Last week we observed Equal Pay Day, a “holiday” created to dramatize the wage gap between what men and women earn.

Yet the real wage gap becomes much smaller when we factor in the choices that women make (college majors, fields of employment,  hours worked, etc.). And there is another big difference in the jobs that men and women take that is often overlooked: men generally work in more dangerous jobs. More men die on the job.

Mark Perry of the American Enterprise Institute has looked at the relative number of fatalities on the job and proposes “Equal Fatality Day.” Men die so much more frequently than women in workplace accidents that the Equal Fatality Day would next fall in 2030. Perry explains:

Last December, the Bureau of Labor Statistics (BLS) released final data on workplace fatalities in 2017, and a new “Equal Occupational Fatality Day” can now be calculated. As in previous years, the graphic above shows the significant gender disparity in workplace fatalities in 2017: 4,761 men died on the job (92.5% of the total) compared to only 386 women (7.5% of the total). The “gender occupational fatality gap” in 2017 was again considerable — more than 12 men died on the job for every woman who died while working.

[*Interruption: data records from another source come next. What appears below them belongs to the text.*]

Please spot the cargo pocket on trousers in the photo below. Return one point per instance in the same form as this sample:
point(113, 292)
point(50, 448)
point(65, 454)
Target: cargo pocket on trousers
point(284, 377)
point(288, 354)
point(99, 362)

Based on the BLS data for 2017 for workplace fatalities by gender (and assuming those figures will be approximately the same in 2018), the next “Equal Occupational Fatality Day” will occur more than 11 years from now ­­– on May 3, 2030. That date symbolizes how far into the future women will be able to continue working before they experience the same loss of life that men experienced in 2018 from work-related deaths. Because women tend to work in safer occupations than men on average, they have the advantage of being able to work for more than years longer than men before they experience the same number of male occupational fatalities in a single year.

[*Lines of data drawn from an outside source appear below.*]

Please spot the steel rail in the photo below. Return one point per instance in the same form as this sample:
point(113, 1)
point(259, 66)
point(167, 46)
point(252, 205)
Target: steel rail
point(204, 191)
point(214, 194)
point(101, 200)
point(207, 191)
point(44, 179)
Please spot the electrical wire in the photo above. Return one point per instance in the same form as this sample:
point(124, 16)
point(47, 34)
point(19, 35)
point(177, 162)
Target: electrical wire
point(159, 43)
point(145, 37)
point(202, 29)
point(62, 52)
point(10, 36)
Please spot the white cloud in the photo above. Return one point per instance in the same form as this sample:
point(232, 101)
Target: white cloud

Commenting on the Perry study, the editors of the Wall Street Journal note:

This increased risk no doubt shows up in men’s paychecks. Not all dangerous occupations, obviously, will get you rich. Logging workers average $42,340 a year. Still, that’s more than preschool and kindergarten teachers ($40,070), who are 98% female.

The broader point is that humanity is complicated. Millions of men and women make their own choices about which careers, jobs and family structures will work best for them. Who but a committed social engineer could demand that their median pay precisely match?